🤖 AI Summary
This study addresses the performance degradation in low-resource speech recognition caused by domain mismatch and data scarcity. The authors propose an end-to-end trainable hard Gumbel-Softmax layer selector integrated with the BEST-RQ self-supervised objective to automatically and dynamically select the optimal encoder layers in Whisper, eliminating the need for manual hyperparameter tuning. This work introduces, for the first time, a learnable layer selection mechanism within the Whisper architecture, substantially enhancing cross-domain generalization. Using only 10 hours of labeled data from the MyST dataset, the method matches the performance of a fully supervised baseline trained on 133 hours. It achieves new state-of-the-art word error rates (WER) of 8.21% and 11.06% on MyST and OGI, respectively, and yields up to a 6% relative WER reduction on the CORAAL dialectal dataset.
📝 Abstract
Speech foundation models often struggle in low-resource domains due to domain mismatch and data scarcity. We propose Gumbel-BEARD, a domain adaptation framework that automates Whisper encoder layer selection via an end-to-end trainable hard Gumbel-Softmax selector. It enables self-supervised adaptation with a BEST-RQ objective that dynamically adapts to target acoustic characteristics without manual tuning.
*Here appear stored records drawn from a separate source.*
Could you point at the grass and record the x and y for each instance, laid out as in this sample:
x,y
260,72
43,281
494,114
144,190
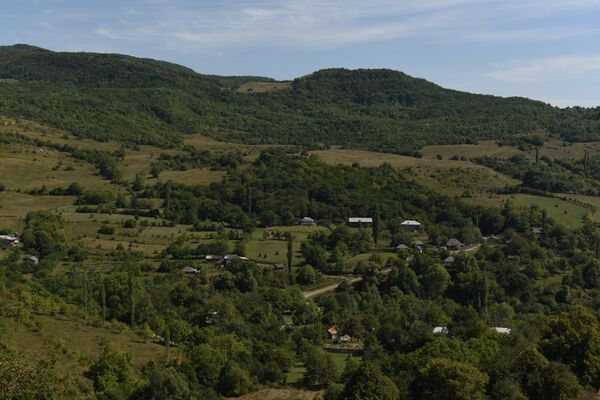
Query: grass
x,y
74,344
455,178
14,206
274,393
484,148
260,87
562,211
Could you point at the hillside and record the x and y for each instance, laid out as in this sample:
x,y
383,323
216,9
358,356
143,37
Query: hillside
x,y
109,96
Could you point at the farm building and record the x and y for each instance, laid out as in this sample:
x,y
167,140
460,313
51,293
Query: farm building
x,y
360,221
410,225
187,270
402,247
332,332
448,261
454,244
307,221
9,241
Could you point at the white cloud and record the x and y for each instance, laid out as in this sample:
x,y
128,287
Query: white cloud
x,y
548,69
335,23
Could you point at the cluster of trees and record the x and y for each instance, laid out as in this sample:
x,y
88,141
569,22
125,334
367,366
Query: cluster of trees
x,y
194,158
280,188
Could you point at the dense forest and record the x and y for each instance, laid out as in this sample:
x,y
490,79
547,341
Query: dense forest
x,y
108,96
249,324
Experiments on the MyST child speech corpus demonstrate efficiency and scalability: with 10 h of labeled data for fine-tuning, our method matches a fully supervised baseline trained on the complete 133 h labeled set. We establish new state-of-the-art word error rates (WERs) of 8.21% using Whisper-medium on MyST and 11.06% using Whisper-small on the OGI Spontaneous dataset. Evaluation on CORAAL further confirms robustness to adult dialectal domain shifts, with up to 6% relative WER reduction, highlighting the generalizability of our approach to diverse low-resource conditions.